Security forces in Kazakhstan have killed dozens of protesters trying to storm government buildings overnight, police told local media.

As of midday Thursday, more than 350 security officers had been wounded and 13 killed, officials told local media. More than 2000 people were detained for disrupting public order during demonstrations that erupted across the country, media reports showed.

Police remain deployed on the streets of Almaty, Kazakhstan's largest city, where massive rallies were held.

Holding the government responsible for the protests launched against a recent hike in LPG prices, President Kassym-Jomart Tokayev on Wednesday approved the resignation of premier Askar Mamin and his ministers.

As protests spread across the country, Tokayev declared a state of emergency in the city of Almaty and the oil-rich Mangystau region in the west from January 5-19 to maintain public security. 

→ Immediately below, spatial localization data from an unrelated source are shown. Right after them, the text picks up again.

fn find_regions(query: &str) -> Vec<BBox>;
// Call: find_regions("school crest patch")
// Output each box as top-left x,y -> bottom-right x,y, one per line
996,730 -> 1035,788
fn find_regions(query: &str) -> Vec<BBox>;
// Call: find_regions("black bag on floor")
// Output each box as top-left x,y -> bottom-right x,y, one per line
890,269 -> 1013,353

He also imposed a curfew in Almaty, the country’s former capital, where thousands of people had taken to the streets.

While police used stun grenades and teargas to disperse the protesters, they responded with stones. Clashes were also reported between the police and demonstrators.

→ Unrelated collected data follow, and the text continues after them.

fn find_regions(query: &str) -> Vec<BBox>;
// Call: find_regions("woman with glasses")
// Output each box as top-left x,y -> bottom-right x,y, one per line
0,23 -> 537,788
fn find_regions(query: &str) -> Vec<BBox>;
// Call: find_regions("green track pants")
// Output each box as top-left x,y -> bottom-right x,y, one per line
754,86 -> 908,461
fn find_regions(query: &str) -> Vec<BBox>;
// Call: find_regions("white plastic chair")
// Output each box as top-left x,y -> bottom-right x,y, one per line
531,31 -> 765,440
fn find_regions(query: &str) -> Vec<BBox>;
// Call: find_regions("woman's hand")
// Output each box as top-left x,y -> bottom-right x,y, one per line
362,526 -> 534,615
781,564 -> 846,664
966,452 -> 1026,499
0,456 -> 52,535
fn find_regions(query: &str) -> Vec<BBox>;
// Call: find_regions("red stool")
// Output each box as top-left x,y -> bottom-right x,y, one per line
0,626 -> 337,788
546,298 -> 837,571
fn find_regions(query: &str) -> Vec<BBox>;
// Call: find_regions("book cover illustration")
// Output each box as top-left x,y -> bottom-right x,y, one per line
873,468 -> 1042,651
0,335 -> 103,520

The government has also restricted access to social media applications, including Facebook and Telegram.

The protests broke out on January 2 when drivers held demonstrations against an increase in LPG prices in the city of Zhanaozen in Mangystau, which later spread to Aktau city.

Supportive protests in the western cities of Atyrau, Aktobe, and Oral, where the country’s petroleum and natural gas reserves are located, spread to other areas of Kazakhstan to turn into countrywide public demonstrations.